Famagusta, in Turkish Gazimağusa or Mağusa and Greek Ammóchostos (Αμμόχωστος), is a harbour city on the east coast of Cyprus. It was its most important port during the Middle Ages, especially when the maritime republics of first Genoa and then Venice dominated the island.
The city was founded after the ancient city of Salamis was devastated by an earthquake around 274 BCE. It was named Arsinoe after the Greek Ptolemaic Queen Arsinoe of Egypt. Then, it became known as Ammóchostos (‘hidden in the sand’) that was pronounced as ‘Famagouste’ by the French Lusignans and ‘Famagosta’ by the Italians. The French Lusignans, during their rule of the Kingdom of Cyprus, developed the town and built the soaring churches, later turned into mosques or allowed to crumble.
The port was briefly seized from the Lusignans by the Genoans in 1372 but in 1489 came under Venetian rule.
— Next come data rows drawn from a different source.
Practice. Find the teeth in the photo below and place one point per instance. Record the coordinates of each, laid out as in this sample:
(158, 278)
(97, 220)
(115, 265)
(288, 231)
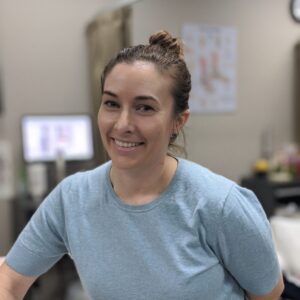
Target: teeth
(126, 144)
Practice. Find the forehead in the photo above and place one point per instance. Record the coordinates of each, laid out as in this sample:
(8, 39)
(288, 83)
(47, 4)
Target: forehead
(137, 77)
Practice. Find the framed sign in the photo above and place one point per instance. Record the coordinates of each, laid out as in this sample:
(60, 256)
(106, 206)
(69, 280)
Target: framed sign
(211, 55)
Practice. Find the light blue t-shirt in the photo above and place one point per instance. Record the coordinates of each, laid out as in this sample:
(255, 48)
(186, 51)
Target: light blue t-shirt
(204, 237)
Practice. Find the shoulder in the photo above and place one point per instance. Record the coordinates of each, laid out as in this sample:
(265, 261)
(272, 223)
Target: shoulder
(78, 188)
(209, 187)
(216, 196)
(85, 180)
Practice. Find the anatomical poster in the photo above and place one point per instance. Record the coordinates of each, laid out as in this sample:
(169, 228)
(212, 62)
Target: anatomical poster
(211, 55)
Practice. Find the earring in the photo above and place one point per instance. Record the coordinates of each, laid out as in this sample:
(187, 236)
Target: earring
(173, 136)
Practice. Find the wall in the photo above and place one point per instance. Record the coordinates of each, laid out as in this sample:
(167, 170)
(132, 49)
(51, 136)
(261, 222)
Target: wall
(230, 143)
(43, 62)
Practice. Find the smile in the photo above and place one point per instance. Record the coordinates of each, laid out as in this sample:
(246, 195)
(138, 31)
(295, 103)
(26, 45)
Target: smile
(127, 144)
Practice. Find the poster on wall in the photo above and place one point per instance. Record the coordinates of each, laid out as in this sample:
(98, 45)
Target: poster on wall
(211, 55)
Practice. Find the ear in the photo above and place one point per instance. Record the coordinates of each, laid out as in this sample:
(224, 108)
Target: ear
(182, 119)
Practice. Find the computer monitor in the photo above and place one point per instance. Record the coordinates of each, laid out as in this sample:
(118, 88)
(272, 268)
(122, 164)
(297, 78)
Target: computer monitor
(44, 137)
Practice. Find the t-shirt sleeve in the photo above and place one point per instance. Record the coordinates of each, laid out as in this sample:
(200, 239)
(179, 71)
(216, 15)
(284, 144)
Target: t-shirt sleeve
(43, 241)
(245, 244)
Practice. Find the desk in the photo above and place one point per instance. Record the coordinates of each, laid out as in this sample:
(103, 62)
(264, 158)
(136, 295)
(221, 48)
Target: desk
(273, 194)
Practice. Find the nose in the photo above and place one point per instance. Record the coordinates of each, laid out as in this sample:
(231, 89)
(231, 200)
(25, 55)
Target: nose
(125, 122)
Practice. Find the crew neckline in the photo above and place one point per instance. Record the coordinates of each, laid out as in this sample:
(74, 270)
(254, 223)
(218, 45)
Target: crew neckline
(143, 207)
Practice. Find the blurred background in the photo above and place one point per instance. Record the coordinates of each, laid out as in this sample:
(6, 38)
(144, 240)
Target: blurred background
(51, 58)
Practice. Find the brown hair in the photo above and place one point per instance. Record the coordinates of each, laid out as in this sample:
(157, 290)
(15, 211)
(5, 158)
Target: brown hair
(166, 53)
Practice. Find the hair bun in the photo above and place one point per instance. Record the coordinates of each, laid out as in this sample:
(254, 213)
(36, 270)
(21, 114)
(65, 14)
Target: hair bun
(165, 40)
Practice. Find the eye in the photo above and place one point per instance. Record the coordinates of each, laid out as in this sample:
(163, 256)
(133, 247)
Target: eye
(111, 104)
(144, 108)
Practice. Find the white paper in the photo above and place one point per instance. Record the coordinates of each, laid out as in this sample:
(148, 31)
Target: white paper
(211, 55)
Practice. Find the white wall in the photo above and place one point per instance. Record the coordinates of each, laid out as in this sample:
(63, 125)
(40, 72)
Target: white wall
(230, 143)
(43, 63)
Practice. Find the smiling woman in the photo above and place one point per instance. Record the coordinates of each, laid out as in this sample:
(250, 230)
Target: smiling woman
(147, 224)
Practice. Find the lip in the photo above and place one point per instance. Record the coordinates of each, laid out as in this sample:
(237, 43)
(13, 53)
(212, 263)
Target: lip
(121, 148)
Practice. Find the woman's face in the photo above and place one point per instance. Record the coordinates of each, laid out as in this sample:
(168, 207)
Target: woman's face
(136, 115)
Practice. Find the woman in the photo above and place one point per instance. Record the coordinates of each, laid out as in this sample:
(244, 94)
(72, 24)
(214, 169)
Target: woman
(148, 225)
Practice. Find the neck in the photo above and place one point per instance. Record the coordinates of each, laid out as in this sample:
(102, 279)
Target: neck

They built the city walls and modified the castle, that had been built in 1310 to protect the port against possible enemy attacks. It is now called Othello Castle, as it inspired Shakespeare to write his tragedy. The city was the last to fall under the onslaught of the Ottoman Empire and had to surrender in 1571.
Under the Ottomans, the Latins were expelled, and Greeks banished from the walled city: they settled in what became the town of Varosha. The Cathedral of St. Nicholas was converted to a mosque (now known as Lala Mustafa Pasha Mosque), and it became a Muslim Turkish city. During British rule, the Turkish aspect of the town declined and Greeks became the majority. After independence, Famagusta developed towards the south and Varosha became its administrative and tourist centre. It all came to an end on 14 August 1974 when the Turkish army invaded, and Famagusta was bombed by Turkish aircraft. The entire Greek population of the city had to flee; dozens of civilians, including tourists, died. Varosha was fenced off by the Turkish military and remains so today.